Today’s watercolor experiment: another ‘stab’ at pain (pun intended):
I like to understand. Slowly things come into focus. The first thing that came to my mind when I was told, “you have a kidney stone,” was a small rock inside my kidney. Then my doc said, “the pain stops once the stone leaves the ureter and drops into the bladder.” News to me. Since I need pictures help me understand, I turned to my trusty anatomy book illustrated by the famous Frank H. Netter, M.D. His section about the kidney was the basis of today’s watercolor.
Process:
I used my HB pencil to copy one of the pages depicting the kidneys from one of Netter’s anatomy book. To this figure, I added in some red waves (using techniques from Waves and Reflections) to represent waves of pain. While the paper was still damp, I dripped some red ink in the area of the kidney stone. In the bladder area, I made blue waves. Blue is a cool color and represents a calming relief from pain.

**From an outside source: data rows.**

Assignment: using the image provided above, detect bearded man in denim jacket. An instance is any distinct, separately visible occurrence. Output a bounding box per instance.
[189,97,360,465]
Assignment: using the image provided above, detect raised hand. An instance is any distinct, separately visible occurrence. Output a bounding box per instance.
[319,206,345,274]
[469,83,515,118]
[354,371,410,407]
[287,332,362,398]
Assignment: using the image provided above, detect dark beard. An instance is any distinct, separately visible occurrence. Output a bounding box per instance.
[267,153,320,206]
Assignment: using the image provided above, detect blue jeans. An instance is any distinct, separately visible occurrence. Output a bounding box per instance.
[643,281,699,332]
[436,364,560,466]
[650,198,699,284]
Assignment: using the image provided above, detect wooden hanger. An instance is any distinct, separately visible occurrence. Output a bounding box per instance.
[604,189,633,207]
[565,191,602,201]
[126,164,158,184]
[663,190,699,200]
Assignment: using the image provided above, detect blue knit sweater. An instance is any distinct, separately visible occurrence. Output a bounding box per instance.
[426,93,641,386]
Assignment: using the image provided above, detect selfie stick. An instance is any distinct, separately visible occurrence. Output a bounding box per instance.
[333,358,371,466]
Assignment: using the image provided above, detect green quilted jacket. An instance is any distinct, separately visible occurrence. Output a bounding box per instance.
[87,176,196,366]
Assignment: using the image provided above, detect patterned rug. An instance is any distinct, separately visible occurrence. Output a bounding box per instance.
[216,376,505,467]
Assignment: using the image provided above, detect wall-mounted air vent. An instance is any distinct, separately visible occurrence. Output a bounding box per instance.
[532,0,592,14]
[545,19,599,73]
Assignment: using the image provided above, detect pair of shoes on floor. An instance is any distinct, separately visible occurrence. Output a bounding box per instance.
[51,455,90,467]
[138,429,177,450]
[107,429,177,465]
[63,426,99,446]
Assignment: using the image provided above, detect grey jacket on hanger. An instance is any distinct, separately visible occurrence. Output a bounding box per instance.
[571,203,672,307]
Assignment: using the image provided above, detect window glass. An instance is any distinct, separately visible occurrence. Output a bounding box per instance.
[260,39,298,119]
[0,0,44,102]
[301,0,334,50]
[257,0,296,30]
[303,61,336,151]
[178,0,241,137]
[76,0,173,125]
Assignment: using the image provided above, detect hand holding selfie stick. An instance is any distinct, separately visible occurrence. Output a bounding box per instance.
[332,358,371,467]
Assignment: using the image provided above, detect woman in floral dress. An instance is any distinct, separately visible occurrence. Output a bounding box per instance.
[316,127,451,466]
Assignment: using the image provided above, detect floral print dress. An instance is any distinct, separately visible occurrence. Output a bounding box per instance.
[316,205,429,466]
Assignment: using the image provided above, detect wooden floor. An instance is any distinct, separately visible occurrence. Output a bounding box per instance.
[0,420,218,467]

I used yellow gauche to paint an asterisk stone on top of one of the red ink spots. The gauche does not soak in to the underlying color.

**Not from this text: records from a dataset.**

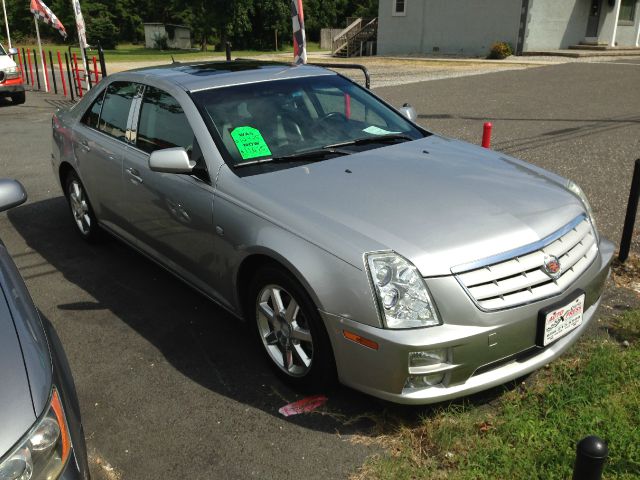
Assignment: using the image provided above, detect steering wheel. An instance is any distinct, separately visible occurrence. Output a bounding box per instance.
[318,112,347,122]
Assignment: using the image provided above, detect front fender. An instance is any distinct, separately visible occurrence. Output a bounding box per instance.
[214,192,381,327]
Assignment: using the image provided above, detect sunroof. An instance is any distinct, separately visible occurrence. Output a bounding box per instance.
[175,60,288,76]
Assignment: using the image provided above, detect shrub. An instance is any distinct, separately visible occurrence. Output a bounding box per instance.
[487,42,513,60]
[153,33,169,50]
[87,16,119,50]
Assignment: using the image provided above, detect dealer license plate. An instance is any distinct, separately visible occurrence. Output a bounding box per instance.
[542,293,585,347]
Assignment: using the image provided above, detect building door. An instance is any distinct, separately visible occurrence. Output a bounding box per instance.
[586,0,602,38]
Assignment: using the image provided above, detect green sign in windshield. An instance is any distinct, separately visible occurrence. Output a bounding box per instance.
[231,127,271,160]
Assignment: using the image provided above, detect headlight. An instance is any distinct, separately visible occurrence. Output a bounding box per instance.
[0,387,71,480]
[365,252,441,328]
[567,180,598,238]
[4,67,20,80]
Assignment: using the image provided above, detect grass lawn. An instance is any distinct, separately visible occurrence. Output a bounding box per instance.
[356,310,640,480]
[17,42,320,68]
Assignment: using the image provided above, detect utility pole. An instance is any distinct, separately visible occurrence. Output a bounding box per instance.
[2,0,11,48]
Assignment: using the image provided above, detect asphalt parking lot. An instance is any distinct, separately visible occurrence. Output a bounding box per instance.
[0,59,640,479]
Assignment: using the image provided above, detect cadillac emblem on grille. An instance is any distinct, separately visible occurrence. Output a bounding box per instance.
[542,255,562,279]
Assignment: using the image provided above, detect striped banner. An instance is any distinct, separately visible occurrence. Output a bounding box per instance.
[30,0,67,38]
[291,0,307,65]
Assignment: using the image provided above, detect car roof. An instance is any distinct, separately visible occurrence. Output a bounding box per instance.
[112,60,337,92]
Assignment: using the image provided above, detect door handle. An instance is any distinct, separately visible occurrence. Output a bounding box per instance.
[126,167,142,183]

I painted in the major vein and artery and used blue ink to outline the ureter. After the stone, I inked the ureter red.
To avoid the look of an anatomy book page, I obscured them with some neutral tint and permanent mauve. The result was a literal visual ‘pulling back the curtain’ on the mystery of what was going on in my gut.
Comment:
I put in red ink arrows radiating from the stone and an orange asterisk below the bladder which, I anticipate, will be where the real pain will occur in a week or two.